Voortgang activiteiten

Inleiding

Terug naar navigatie - Inleiding

Dit programma omvat de inkomsten van onze gemeente die ook de algemene dekkingsmiddelen zijn: de algemene uitkering uit het gemeentefonds en onze lokale heffingen. 

In de beleidsvelden staan de activiteiten en budgetten die ook daadwerkelijk horen bij onze ambities en doelstellingen én waarop wij (bij)sturingsmogelijkheden hebben. Het college voert de begroting uit binnen de programma's.
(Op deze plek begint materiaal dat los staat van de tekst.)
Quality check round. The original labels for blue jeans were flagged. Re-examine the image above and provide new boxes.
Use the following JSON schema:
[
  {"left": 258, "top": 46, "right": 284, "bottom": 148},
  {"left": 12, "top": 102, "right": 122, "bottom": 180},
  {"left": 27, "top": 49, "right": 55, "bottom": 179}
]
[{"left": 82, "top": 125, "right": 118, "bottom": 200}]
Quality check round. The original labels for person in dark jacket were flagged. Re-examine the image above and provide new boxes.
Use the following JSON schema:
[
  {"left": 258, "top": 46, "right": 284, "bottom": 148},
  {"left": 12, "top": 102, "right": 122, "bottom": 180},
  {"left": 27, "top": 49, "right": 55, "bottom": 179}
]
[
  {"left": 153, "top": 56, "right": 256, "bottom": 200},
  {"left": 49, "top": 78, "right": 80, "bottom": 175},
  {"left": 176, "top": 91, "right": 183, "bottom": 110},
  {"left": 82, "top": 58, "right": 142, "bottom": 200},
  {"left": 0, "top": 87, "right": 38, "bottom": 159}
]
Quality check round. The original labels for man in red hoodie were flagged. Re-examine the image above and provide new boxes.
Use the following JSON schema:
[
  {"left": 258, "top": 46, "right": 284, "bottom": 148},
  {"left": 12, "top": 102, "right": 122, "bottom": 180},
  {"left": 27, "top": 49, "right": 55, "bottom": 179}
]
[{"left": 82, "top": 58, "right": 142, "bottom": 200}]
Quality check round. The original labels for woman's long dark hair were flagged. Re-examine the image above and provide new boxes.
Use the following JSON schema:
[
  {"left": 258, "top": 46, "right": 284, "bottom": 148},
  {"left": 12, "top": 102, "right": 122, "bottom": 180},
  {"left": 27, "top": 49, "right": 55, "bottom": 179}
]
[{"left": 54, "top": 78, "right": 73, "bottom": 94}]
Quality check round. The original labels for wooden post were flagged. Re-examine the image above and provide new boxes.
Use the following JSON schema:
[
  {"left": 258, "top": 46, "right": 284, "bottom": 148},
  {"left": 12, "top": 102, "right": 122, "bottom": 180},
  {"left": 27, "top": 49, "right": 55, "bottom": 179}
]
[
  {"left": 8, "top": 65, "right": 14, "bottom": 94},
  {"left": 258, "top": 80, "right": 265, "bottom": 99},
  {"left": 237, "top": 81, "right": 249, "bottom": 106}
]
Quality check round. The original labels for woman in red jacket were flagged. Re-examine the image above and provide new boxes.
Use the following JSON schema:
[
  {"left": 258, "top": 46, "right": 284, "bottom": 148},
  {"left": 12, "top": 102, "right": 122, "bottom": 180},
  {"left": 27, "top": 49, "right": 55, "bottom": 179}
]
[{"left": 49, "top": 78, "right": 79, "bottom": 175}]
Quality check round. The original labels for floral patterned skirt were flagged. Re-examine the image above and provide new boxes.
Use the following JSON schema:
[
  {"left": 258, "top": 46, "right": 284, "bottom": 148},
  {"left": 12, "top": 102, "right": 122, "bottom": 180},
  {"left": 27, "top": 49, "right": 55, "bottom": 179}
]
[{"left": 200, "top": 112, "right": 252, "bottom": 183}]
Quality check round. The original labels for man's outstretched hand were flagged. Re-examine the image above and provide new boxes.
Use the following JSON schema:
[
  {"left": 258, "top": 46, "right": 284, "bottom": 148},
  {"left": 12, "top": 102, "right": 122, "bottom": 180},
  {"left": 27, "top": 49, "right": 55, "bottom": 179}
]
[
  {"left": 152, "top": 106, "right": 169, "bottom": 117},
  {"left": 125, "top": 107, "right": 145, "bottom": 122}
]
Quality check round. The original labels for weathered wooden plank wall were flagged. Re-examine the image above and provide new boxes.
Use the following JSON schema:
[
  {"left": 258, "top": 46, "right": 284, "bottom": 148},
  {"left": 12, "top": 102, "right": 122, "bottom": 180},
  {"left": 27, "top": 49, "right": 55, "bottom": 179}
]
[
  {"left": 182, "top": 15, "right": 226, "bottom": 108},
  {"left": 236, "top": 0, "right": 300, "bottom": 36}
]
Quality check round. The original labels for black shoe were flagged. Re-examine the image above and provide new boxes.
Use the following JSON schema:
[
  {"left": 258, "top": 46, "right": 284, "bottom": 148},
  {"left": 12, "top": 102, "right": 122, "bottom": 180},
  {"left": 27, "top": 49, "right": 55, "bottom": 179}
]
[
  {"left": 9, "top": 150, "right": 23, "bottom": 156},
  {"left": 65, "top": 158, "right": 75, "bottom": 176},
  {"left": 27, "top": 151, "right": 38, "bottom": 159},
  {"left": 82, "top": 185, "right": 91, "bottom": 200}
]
Zij is in dat kader bevoegd om bij te sturen op activiteiten en budgetten bij te stellen binnen de betreffende programma.  

De (bij)sturingsmogelijkheden op programma 5 zijn beperkt. Op de algemene uitkering hebben wij als individuele gemeente geen invloed. En de hoogte van de lokale heffingen kunnen we alleen voor aanvang van het begrotingsjaar bepalen. Het gaat om inkomsten die geen directe relatie hebben met uitgaven in onze begroting. Daarom past het niet dat met deze inkomsten geschoven kan worden ter dekking van andere lasten. Isolatie van de algemene middelen in een eigen programma is dan de meest logische keuze.

5.1 Algemene middelen

Ambitie

Terug naar navigatie - Ambitie

We zijn een financieel gezonde gemeente. De ambities in onze begroting zijn in evenwicht met de gemeentelijke financiën voor korte en lange termijn.

Relevante documenten:

  • Financiële verordening gemeente Winterswijk.
  • Treasurystatuut.
  • Planning- en controldocumenten.

Wat willen we bereiken?

Terug naar navigatie - Wat willen we bereiken?
Terug naar navigatie - Trends en ontwikkelingen

Op Prinsjesdag presenteerde het ministerie van BZK de septembercirculaire 2024.  Voor de lopende begroting 2024 is vanuit het Btw- compensatiefonds het voorschot toegevoegd aan het gemeentefonds. Voor Winterswijk is dit een plus van € 748.000.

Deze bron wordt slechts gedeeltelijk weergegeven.